Section III: Belief, Truth, and Attitudes from Fictional Persuasion
Studies of fictional persuasion seem to show that subjects’ real world beliefs change when they engage with fiction, but the beliefs gained are unstable, unjustified, and unreliable. These features might suggest that attitudes gained from fictional persuasion speak to (or perhaps against) the claim that beliefs are aimed at truth. Lisa Bortolotti and I (‘Fictional Persuasion, Transparency, and the Aim of Belief’) argue that a biological account of the connection between belief and truth is unthreatened by the findings from fictional persuasion, but that teleological accounts of the aim of belief (those in which the believer herself aims at truth in forming beliefs) are untenable in light of such findings.
In his paper (‘Fictional Persuasion and the Nature of Belief’), Asbjørn Steglich-Petersen focuses primarily on arguing for the compatibility of fictional persuasion with truth as the biological function for belief. In addition, he responds to mine and Lisa’s argument against the teleological account. Finally, Wesley Buckwalter and Katherine Tullman (‘The Genuine Attitude View of Fictional Belief’) argue for a doxastic reading of attitudes from fiction. They offer several objections to the non-doxastic view based on behavioural outputs of attitudes from fiction, the functional role of belief, and neuroscientific evidence.

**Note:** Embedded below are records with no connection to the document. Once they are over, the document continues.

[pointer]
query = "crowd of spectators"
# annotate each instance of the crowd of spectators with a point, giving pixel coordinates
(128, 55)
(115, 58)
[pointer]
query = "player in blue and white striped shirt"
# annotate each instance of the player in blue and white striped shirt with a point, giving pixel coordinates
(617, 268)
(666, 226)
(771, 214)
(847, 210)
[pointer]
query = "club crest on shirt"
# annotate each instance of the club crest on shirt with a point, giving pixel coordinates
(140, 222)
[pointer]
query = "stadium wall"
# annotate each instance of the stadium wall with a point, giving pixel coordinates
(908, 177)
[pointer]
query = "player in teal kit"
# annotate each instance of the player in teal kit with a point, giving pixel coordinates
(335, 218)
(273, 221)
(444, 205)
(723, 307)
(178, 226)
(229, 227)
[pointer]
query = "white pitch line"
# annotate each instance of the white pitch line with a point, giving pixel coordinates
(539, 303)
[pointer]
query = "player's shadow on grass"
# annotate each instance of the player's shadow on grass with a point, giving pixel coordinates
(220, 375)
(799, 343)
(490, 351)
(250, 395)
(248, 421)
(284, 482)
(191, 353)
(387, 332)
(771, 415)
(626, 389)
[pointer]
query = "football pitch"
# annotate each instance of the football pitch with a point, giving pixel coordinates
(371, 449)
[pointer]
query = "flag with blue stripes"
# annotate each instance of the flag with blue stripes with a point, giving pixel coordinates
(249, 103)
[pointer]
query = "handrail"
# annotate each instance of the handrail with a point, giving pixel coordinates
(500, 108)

Section IV: Aesthetic Appreciation and Belief
In the final section of the book, two authors explore the relationship between art and testimony, specifically, addressing the question of whether testimony is a legitimate source of aesthetic judgement. Jon Robson (‘Against Aesthetic Exceptionalism’) argues against a position which has it that aesthetic judgements are beliefs, and that these judgements cannot legitimately be formed on the basis of aesthetic testimony because they are subject to additional norms. He argues that pessimism about aesthetic testimony is untenable since it is in tension with various accounts of the nature of belief, and drives an unjustified line between aesthetic beliefs and other beliefs.
Daniel Whiting (‘Don’t Take My Word for It: On Beliefs, Affects, Reasons, Values, Rationality, and Aesthetic Testimony’) closes this section, and the volume, arguing that it is not possible to acquire aesthetic knowledge (or even rational aesthetic belief) from testimony alone. In arguing for this view, Whiting considers the way in which belief in the value of a work is supposed to serve as a causal and rational basis for affective responses to it.

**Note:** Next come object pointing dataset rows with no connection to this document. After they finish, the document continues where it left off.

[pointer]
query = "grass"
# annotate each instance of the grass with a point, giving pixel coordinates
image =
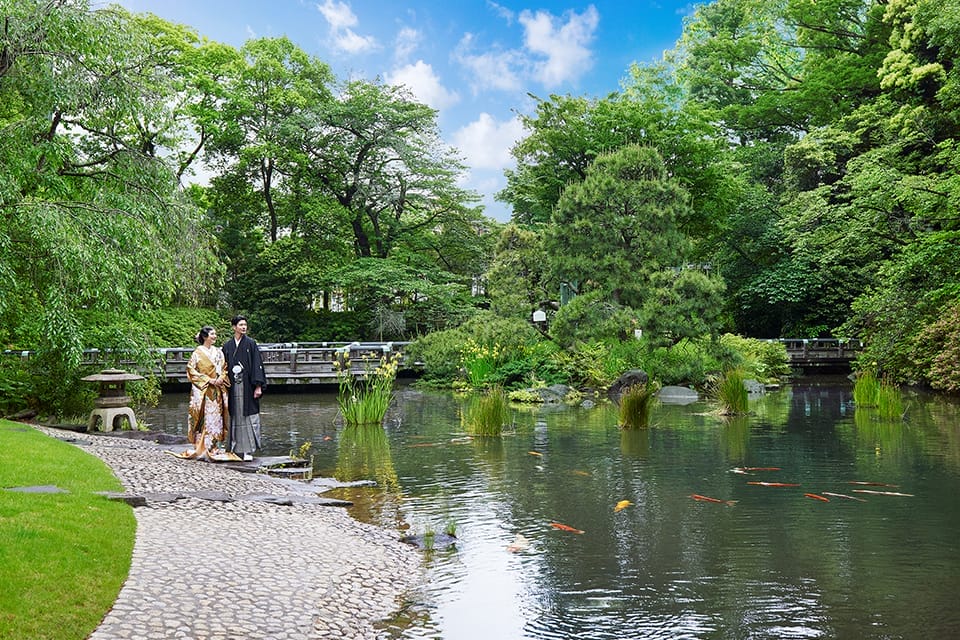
(63, 556)
(731, 393)
(485, 415)
(365, 401)
(636, 403)
(889, 400)
(866, 390)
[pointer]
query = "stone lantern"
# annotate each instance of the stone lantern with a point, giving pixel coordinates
(113, 401)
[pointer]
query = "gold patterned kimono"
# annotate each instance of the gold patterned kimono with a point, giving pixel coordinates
(208, 414)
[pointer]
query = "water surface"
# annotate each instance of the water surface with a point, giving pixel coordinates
(774, 564)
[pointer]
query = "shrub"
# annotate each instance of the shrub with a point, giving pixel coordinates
(730, 392)
(636, 403)
(485, 415)
(365, 401)
(764, 360)
(866, 389)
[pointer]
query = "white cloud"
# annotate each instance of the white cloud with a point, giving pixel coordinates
(492, 70)
(338, 15)
(341, 20)
(486, 143)
(421, 80)
(565, 45)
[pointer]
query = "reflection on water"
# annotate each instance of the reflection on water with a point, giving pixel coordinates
(776, 564)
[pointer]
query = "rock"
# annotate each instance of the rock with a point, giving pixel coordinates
(671, 394)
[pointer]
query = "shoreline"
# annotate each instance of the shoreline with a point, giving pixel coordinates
(213, 559)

Issues regarding the proper classification of mental states, how this relates to the role they play, as well as the way in which they are ideally generated, are ones of interest to philosophers of art and philosophers of mind. The interaction of philosophers working in aesthetics and mind is apt to lead to developments on these issues. Our hope is that this volume makes attractive such continuing interaction.
Issues regarding the proper classification of mental states, how this relates to the role they play, as well as the way in which they are ideally generated, are ones of interest to philosophers of art and philosophers of mind. The interaction of philosophers working in aesthetics and mind is apt to lead to developments on these issues. Our hope is that this volume makes attractive such continuing interaction.